В провинции его доклады и лекции собирают множество народа. «Средние круги… — думалось Георгию Павловичу, — чувствуют больше свою духовную связь с Левушкой, чем с Милюковым — признанным политическим вождем. Левушка кажется этим кругам «своим», из того же самого «теста», что и они сами».
Как оратор, он говорит легко и свободно, ход его мыслей всегда очень ясен и доступен, нередко его полемика находчива и остроумна, манера речи и голос подкупают аудиторию. Если его можно без большого сожаления перестать слушать, то никогда, — признавал это Георгий Павлович, — не приходилось чувствовать, что его и не стоило слушать.
Сам Георгий Карабаев в своих выступлениях был краток и весьма деловит: краткость, — считал он, — душа умной речи. Он любил Льва Павловича, ценил его и, когда по первому известию о событиях в столице узнал, что тот почему-то не упоминается нигде, досадовал и недоумевал искренно и даже болезненно.
«Как это случилось? — терялся он. — Ведь Государственная дума, а затем эта знаменитая заграничная прошлогодняя поездка к союзным правительствам так выдвинула Левушку в первые ряды и подготовила, безусловно, всех к тому, что Лев Карабаев явится одним из несомненных кандидатов на министерский портфель, как только старая бюрократия уступит место ответственному министерству… А теперь что же это? — сокрушался он. — В конце концов многие другие ничуть не лучше Левушки! Подумаешь, Караулов или какой-то там Ржевский?!»
Хорошо было бы сейчас иметь брата-министра! Хорошо — по разным соображениям.
Но о них, конечно, Георгий Павлович также никому не поведал.
Поистине, этот день богат был сюрпризами!
Часов в десять вечера старший дворник принес заклеенный конверт и через горничную вручил его Георгию Павловичу.
Теплухинское письмецо было написано торопливой рукой и чрезвычайно неясно по смыслу.
В самом деле, что за неожиданный отъезд, о котором еще два часа назад ничего не было известно? И куда? Поездом, и далеко ли?
Да, было от чего недоумевать…
Тот, к кому мчался в этот момент Иван Митрофанович, стоя, за взятку старшему кондуктору, в переполненном вагоне отбывшего на север поезда, — провел этот день не менее беспокойно и тревожно.
Он жил в Петербурге, а столица походила теперь на огромную бутыль, которую взбалтывали и опрокидывали так, что любая капля в ней могла соприкоснуться с другой — вчера еще далекой от нее. И потому протопоповский человек — Вячеслав Сигизмундович Губонин, сопровождаемый своим верным Лепорелло-Кандушей, вместе с рядом других людей, не имевших никакого отношения, к военным кругам, — очутился, загнанный событиями, в последней цитадели военного министерства — в адмиралтействе.
События шли так.
В то время как в Могилеве происходили сборы и литерные поезда царя и свиты двинулись по направлению к столице, генералы Хабалов и Зенкевич вместе с военным министром Беляевым, с кучкой верных им офицеров и солдат перешли из Зимнего дворца в здание адмиралтейства. Здесь они заняли фасады, обращенные к Невскому, артиллерию поставили во дворе, во втором этаже разместили пехоту, а на углах, подходящих для обстрела, расставили пулеметы.
Снарядов было мало, патронов почти совсем не было, есть было нечего. У казачьей сотни лошади были не поены и не кормлены.
Казаки были расквартированы в казармах Конного полк, — пришлось отпустить их туда, но мало кто из них возвратился оттуда. А те, кто и пришел обратно, в разговорах были угрюмы и насмешливы.

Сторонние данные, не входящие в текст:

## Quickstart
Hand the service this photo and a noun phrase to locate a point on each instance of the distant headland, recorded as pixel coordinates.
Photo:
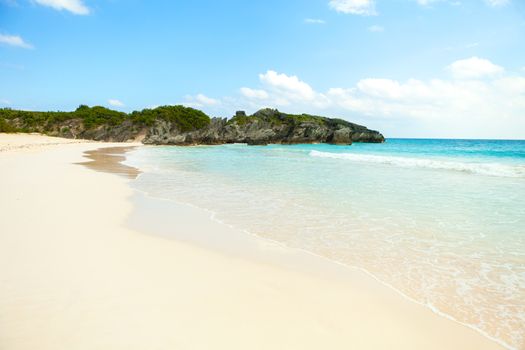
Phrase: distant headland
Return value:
(179, 125)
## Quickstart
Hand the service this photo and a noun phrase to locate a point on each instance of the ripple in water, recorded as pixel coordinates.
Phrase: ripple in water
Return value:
(430, 223)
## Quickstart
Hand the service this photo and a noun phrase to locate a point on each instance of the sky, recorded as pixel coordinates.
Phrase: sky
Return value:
(408, 68)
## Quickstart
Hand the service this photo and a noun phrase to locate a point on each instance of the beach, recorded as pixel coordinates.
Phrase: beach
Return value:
(76, 275)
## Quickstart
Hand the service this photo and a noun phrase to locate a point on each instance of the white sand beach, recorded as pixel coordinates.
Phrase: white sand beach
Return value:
(74, 276)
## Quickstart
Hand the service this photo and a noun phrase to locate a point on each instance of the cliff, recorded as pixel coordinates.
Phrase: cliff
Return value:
(178, 125)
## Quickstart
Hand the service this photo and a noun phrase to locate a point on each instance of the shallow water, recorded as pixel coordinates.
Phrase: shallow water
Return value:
(442, 221)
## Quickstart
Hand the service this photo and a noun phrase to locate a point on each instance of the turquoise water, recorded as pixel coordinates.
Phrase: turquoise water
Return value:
(442, 221)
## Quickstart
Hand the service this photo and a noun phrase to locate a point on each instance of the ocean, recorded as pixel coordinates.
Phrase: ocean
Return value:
(440, 221)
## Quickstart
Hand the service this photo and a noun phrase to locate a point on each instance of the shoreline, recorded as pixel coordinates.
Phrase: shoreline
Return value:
(246, 286)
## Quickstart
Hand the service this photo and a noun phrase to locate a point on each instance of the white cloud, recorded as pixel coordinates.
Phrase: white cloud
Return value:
(290, 86)
(14, 40)
(115, 103)
(376, 29)
(474, 67)
(473, 108)
(205, 100)
(254, 93)
(354, 7)
(496, 3)
(314, 21)
(200, 100)
(74, 6)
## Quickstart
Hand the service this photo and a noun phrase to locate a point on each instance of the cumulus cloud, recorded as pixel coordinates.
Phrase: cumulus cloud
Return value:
(314, 21)
(489, 103)
(474, 67)
(290, 86)
(74, 6)
(354, 7)
(200, 100)
(496, 3)
(254, 93)
(376, 29)
(14, 40)
(115, 103)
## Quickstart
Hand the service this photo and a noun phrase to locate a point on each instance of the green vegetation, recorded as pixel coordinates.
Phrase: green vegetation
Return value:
(275, 117)
(6, 127)
(184, 118)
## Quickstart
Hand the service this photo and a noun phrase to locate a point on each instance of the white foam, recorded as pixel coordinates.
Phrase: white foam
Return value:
(491, 169)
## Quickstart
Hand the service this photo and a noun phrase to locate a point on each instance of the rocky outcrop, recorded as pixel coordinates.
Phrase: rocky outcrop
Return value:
(177, 125)
(267, 126)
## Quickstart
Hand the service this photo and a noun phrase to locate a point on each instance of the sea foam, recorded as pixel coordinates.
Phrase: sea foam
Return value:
(490, 169)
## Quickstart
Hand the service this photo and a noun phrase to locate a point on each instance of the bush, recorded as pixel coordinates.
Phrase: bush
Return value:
(5, 126)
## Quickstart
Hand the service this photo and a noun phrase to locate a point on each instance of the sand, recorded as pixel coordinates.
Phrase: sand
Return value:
(74, 275)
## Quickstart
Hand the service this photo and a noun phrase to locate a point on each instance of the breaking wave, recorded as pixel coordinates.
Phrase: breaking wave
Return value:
(490, 169)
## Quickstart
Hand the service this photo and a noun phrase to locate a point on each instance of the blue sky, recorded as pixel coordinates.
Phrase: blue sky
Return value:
(409, 68)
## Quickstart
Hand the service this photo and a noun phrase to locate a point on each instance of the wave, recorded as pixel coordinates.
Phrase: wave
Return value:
(491, 169)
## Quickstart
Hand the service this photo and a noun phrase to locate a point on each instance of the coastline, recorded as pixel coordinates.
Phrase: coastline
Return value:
(78, 275)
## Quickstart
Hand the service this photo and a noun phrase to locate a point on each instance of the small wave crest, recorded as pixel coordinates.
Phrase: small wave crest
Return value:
(491, 169)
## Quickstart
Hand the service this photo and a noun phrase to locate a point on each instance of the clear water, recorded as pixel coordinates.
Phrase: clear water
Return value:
(442, 221)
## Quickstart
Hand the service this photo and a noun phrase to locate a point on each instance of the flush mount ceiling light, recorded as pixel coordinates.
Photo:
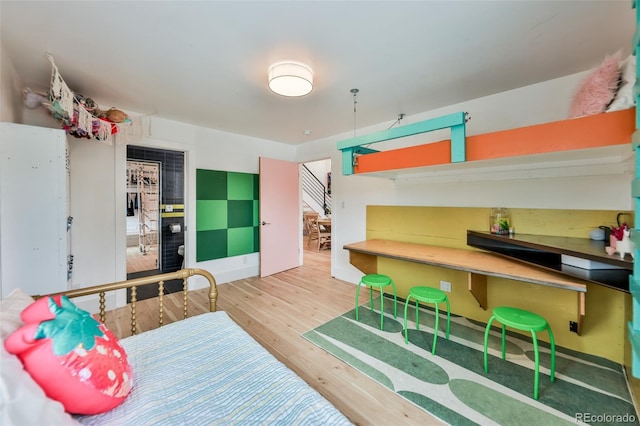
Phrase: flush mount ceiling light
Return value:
(290, 79)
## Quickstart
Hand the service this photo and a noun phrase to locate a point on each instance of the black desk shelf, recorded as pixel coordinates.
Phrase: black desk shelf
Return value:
(546, 251)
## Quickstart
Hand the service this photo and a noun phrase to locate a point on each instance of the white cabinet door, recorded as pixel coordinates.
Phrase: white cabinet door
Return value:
(33, 213)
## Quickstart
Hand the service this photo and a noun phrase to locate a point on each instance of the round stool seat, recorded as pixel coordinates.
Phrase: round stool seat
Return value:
(376, 280)
(428, 294)
(380, 281)
(520, 319)
(524, 320)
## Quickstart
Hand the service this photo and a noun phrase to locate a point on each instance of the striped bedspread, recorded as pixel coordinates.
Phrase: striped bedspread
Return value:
(206, 370)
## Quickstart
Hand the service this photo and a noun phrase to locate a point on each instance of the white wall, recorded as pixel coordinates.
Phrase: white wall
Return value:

Кандуша вертелся среди них, ловя по привычке каждое слово.
Огромный казак в лихо закинутой назад папахе, из-под которой выбивался жесткий чуб кудрявых волос, с белым сабельным шрамом поперек лба, рассказывал, как расстреливали при нем на улице стрелявшего с чердака в толпу городового:
— …А он перед наганом пузо втягивает, вьется, сука!.. Как берёсту на огне, его, голубчика, поводит. Эх, дела пошли, прости, господи!..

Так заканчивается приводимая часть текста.